Selain itu ada pula Abraham I. Katsch (1908-1998). Ia adalah direktur Institute of Hebrew Studies di Universitas New York. Ia juga terkenal gigih dalam mengkaji Islam. Katsch juga telaten dalam menelusuri sumber-sumber keIslaman, maklum selama ini fokusnya memang pada bidang Gramatika Qur’an.
Hasil dari kegigihannya melunturkan dominasi keilmuan Islam akhirnya membuahkan hasil. Ia menelurkan karya monumentalnya di bidang studi Islam lewat sebuah buku kontroversial berjudul ‘Judaisme and Koran’ (Yahudi dan Al Qur’an) yang terbit tahun 1943 di Dropise College of Hebrew.

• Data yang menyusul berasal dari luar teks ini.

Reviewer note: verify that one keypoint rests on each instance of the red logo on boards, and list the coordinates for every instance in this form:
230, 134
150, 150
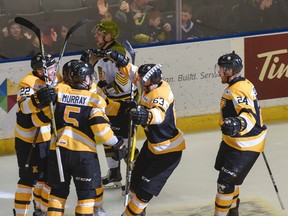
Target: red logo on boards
266, 65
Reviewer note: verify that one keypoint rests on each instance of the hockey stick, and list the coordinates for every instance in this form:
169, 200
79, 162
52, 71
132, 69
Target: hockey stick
273, 181
69, 33
132, 130
130, 50
36, 30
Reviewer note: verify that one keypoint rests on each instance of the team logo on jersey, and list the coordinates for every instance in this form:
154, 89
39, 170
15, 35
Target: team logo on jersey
8, 95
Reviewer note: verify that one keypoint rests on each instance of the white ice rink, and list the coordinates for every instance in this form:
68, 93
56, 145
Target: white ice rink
191, 189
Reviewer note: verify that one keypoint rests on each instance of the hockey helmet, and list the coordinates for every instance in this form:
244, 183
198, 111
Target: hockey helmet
81, 75
231, 61
37, 61
108, 27
67, 67
150, 72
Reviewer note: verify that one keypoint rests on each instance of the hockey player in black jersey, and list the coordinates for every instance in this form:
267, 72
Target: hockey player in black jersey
162, 150
243, 134
31, 98
115, 81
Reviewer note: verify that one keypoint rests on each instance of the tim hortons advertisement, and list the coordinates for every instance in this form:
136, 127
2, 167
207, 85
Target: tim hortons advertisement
266, 65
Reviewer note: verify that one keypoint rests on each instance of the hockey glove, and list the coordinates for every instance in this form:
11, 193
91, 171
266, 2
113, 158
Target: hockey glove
140, 115
233, 125
43, 97
102, 83
91, 56
120, 149
119, 59
126, 106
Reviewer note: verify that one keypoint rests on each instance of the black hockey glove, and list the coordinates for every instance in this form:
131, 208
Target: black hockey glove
119, 59
102, 83
120, 149
126, 106
43, 97
233, 125
140, 115
91, 56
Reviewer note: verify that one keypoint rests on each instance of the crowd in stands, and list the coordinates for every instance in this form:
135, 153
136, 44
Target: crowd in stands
141, 21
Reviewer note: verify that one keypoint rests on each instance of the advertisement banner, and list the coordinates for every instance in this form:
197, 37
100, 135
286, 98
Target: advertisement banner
266, 65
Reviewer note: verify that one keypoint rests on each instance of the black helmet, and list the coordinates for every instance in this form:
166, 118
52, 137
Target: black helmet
37, 63
150, 72
67, 67
78, 75
231, 60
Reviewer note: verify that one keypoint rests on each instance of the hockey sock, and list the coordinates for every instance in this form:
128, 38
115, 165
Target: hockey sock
223, 203
45, 197
37, 195
134, 207
85, 207
56, 206
99, 197
22, 200
235, 197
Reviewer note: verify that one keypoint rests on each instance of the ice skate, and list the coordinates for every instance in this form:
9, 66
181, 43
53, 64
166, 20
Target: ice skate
113, 179
234, 211
99, 212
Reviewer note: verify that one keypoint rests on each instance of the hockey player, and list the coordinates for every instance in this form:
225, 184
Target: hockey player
114, 80
80, 122
162, 150
32, 172
243, 134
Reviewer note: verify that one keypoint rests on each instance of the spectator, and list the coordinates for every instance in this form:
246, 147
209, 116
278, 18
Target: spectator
50, 37
130, 16
153, 29
189, 28
14, 43
103, 9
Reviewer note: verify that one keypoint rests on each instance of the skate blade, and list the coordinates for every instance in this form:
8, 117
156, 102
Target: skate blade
112, 185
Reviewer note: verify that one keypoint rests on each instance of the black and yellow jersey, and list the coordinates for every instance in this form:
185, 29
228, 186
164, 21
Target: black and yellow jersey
240, 99
80, 120
27, 114
162, 134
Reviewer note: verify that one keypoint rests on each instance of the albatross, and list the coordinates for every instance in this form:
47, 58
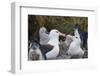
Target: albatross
51, 49
44, 35
75, 50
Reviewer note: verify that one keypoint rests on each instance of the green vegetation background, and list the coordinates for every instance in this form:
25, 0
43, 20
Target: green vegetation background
62, 23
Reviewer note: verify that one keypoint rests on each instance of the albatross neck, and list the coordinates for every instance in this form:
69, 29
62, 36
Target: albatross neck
54, 41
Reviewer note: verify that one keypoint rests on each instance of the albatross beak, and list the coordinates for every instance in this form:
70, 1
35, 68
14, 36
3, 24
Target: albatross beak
62, 34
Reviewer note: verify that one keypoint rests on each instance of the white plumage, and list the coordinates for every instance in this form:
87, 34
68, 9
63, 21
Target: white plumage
75, 48
54, 41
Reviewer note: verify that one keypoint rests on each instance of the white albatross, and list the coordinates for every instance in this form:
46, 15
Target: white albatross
51, 49
75, 48
44, 35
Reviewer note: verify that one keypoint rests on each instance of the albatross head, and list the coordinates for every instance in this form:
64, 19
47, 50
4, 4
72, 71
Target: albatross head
54, 37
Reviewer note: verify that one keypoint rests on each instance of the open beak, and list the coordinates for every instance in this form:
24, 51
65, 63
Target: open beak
62, 34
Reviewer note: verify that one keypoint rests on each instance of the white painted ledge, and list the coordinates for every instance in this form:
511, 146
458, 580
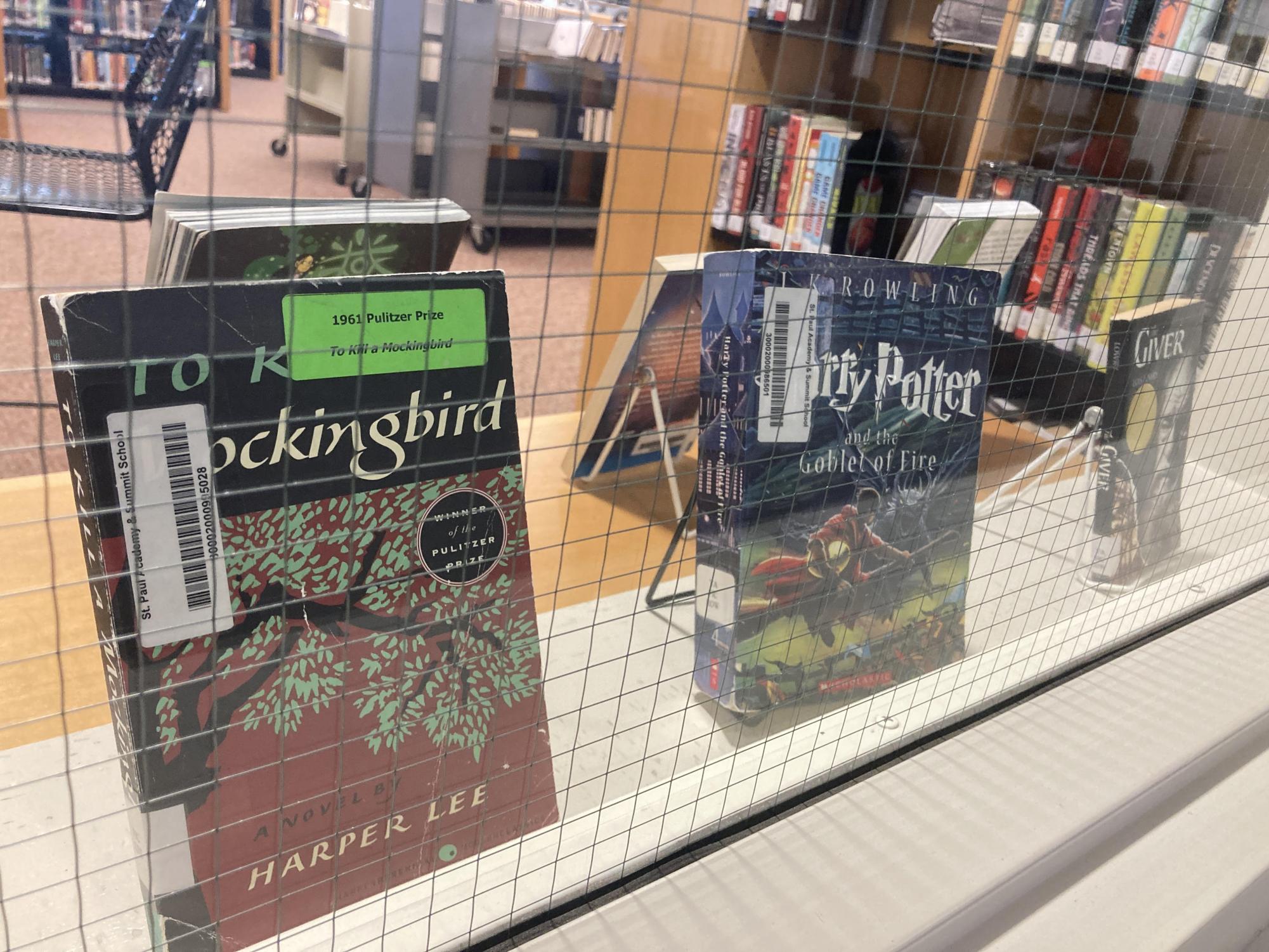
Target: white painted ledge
1122, 810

Buku ini kemudian menjadi titik tolak permusuhannya terhadap Islam. Ia menyatakan persetujuannya terhadap thesis Abraham Geiger bahwa Al Qur’an tidak lain hanyalah hasil colongan dan curian dari Yahudi. Dengan tegas Katsch mengungkapkan,
“Muhammad, borrowed extensively from Jewish sources. He was fully aware of the Importance of the jewish religion and leaned heavly upon it. He used all sources, the bible, the Talmud, as well as the Apocrypha.”
Katsch menyatakan alasan di balik sikap Muhammad meniru kitab suci Yahudi didasari oleh sikap Muhammad sendiri yang tidak pernah menyatakan diri akan mendirikan sebuah agama baru.
Bagi Katsch, Muhammad tidak pernah berusaha membatalkan Perjanjian lama dan Baru melainkan hanya sekedar mengangkatnya dalam sebuah kitab suci baru bernama Al Qur’an. Kastch sendiri menyandarkan pendapatnya pada dua surat dalam Al Qur’an yaitu surat Al Baqarah dan Ali Imran.
Katsch juga menuding bahwa Nabi Muhammad mengambil rujukan Kitab Apokrifa sebagai rujukan Al Qur’an. Jika ada yang belum kenal mengenai kitab ini, Apokrifa tidak lain sejumlah kitab suci yang tidak dimasukan dalam bibel Protestan karena asal-usulnya diyakini sudah tidak lagi asli. Kitab-kitab Apokrifa terutama sekali mencakup Kitab-Kitab Perjanjian Lama yang dimasukan dalam Alkitab Katolik Roma.
Dari upaya-upayanya melakukan dekonstruksi Islam, Katsch tercatat dalam melobi pemerintahan Uni Soviet untuk memperbanyak ribuan dokumen Yahudi yang sempat ditahan oleh fihak Uni Soviet selama perang dingin.
Geopolitik Islam dan Zionisme
Keniscayaan politis ini membuat gerakan konspirasi melibatkan beberepa elemen vital dari kajian ketimuran. Perangkat segala aspek dalam Islam, seperti sosial, budaya, dan sejarah menjadi satu paket dalam misi-misi Zionisme ketika menginflitrasi Islam. Edward Said dalam bukunya Orientalism (1978) bahkan menilai bahwa orientalisme bukan saja bermuatan politik, tapi orientalisme adalah konsep geopolitik dengan melibatkan berbagai hal seperti, naskah-naskah estetika, keilmuan, ekonomi, sosiologi, sejarah, dan filologi. Siapakah yang bermain dibalik ini semua? Said mengatakan saham paling besar ada di tridente, Inggris-Prancis-Amerika. Adnan Wizan melihat orientalisme Perancis, Jerman, Italia, Spanyol, Inggris, AS, Uni Soviet.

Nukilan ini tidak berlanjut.